Onu yapmak atla deve değil. Müzeyi ziyaret eden çocuk, “Benden evvel yaşayanlar bunları yapmış” diyecek. Ben yalnızca kendi dönemimle Anadolu’yu açıklayamam. Çok şanslıyım, burada yaşıyorum, kesintisiz bir tarih içerisindeyim. Neden Anadolu’da British Museum yapayım ki? Müze 3 kat ve 8 bin 800 metrekare üzerine heyeti. Giriş, sergileme, idare binaları var. Giriş binasında vadeli stantlar sergilenecek. Oditoryum var, planını herkesin birbirini görecek halde yaptım. Yani hem yarım ay hem de amfi formunda kat kat yükseliyor. 8 bin 800 metrekarenin yarısı depo. Asansörler, merdivenler, rampalar var. Bahçesine de Karya’nın bitki örtüsü uygulanacak. En az ve yerli materyalle yapılıyor, Avrupa’dan gelen materyalle değil. Materyali olduğu üzere, tüm ustalar da Muğla’dan. Natürel bazen de çok makûs uygulamalar çıkıyor oradan. Ancak olsun. Gelenek de bunun için gelenektir. Çağdaş olmayan gelenek olamaz.
Anadolu medeniyeti dediğimize nazaran mesela Urfa’dan, Mardin’den eser getirecek miyiz?
Hayır. Zira ben British Museum’u eleştirerek başladım bu işe. Dedim ki in-situ (özgün yerinde) olması gerek. Ben Anadolu’nun bilmem ne tapınağını söküp getirirsem benim Londra’daki British Museum’dan, Berlin’deki Pergamon Museum’dan ne farkım kalır?
5-6 AY SONRA…
Peki, bir müzeyi dolduracak kadar eser Muğla civarındaki kazılardan çıkarılmış mı?
Hem eser var hem de canlandırma yapacağız. Orjinal bir yapıtı bir yerlerden koparıp da bu müzenin içine doldurmayacağız. Bu müze için replikalar yapacağız, model yapıp giydireceğiz.
Müzecilikte bu güzel bir şey mi?
Bu en son müzecilik olayı. Japonlar da bugün bu türlü yapıyor. Nereden çıkmışsa eser, oraya müze kuracaksınız.
17 milyon liraya çıkacak diyorlar.
İhalesi o kadar.
Ne vakit bitecek ve açılacak?
Kabası en azından beş altı ay sonra bitebilir.

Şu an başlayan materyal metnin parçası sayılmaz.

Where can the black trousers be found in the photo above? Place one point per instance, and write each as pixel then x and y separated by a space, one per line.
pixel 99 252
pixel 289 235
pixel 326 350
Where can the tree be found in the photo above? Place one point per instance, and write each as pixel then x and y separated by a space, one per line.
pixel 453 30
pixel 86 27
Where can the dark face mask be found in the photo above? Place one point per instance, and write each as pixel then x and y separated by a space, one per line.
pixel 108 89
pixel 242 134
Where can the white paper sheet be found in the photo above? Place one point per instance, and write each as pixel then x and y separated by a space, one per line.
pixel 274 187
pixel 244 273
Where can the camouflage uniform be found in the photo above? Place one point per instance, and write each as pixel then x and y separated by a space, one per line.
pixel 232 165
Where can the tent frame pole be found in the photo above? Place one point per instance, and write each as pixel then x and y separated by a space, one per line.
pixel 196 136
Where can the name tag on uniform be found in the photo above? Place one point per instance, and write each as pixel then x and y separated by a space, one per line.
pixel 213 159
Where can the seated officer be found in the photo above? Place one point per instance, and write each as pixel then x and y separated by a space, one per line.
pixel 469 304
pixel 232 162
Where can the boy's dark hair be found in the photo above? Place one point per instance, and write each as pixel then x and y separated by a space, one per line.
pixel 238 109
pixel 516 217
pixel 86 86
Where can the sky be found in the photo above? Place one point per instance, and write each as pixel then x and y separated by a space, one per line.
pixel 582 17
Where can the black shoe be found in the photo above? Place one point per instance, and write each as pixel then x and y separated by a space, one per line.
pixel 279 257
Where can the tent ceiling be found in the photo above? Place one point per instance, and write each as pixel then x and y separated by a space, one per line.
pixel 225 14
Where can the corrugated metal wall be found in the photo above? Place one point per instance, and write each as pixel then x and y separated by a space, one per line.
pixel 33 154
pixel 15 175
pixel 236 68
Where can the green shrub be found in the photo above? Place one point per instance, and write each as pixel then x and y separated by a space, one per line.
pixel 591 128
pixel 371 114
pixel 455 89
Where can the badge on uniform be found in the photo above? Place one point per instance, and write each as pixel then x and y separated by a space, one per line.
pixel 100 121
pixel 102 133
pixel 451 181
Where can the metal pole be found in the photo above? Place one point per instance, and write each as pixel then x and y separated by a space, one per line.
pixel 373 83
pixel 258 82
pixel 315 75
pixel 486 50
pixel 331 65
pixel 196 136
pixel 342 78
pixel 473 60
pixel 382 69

Azra Erhat, Selahattin Eyüboğlu, Halet Çambel, Nail Çakıroğlu üzere aydın dostlarınızla olan ahbaplığınız mı size bu formasyonu sağladı?
Bu formasyonun devamını sağladı. Onların ne demek istediğini anlayabildim. Bu da Anadoluculuktur. Anadoluculuk, Anadoluyu tanımak, tanıdıkça sevmek, geleceğini düşünmek demektir.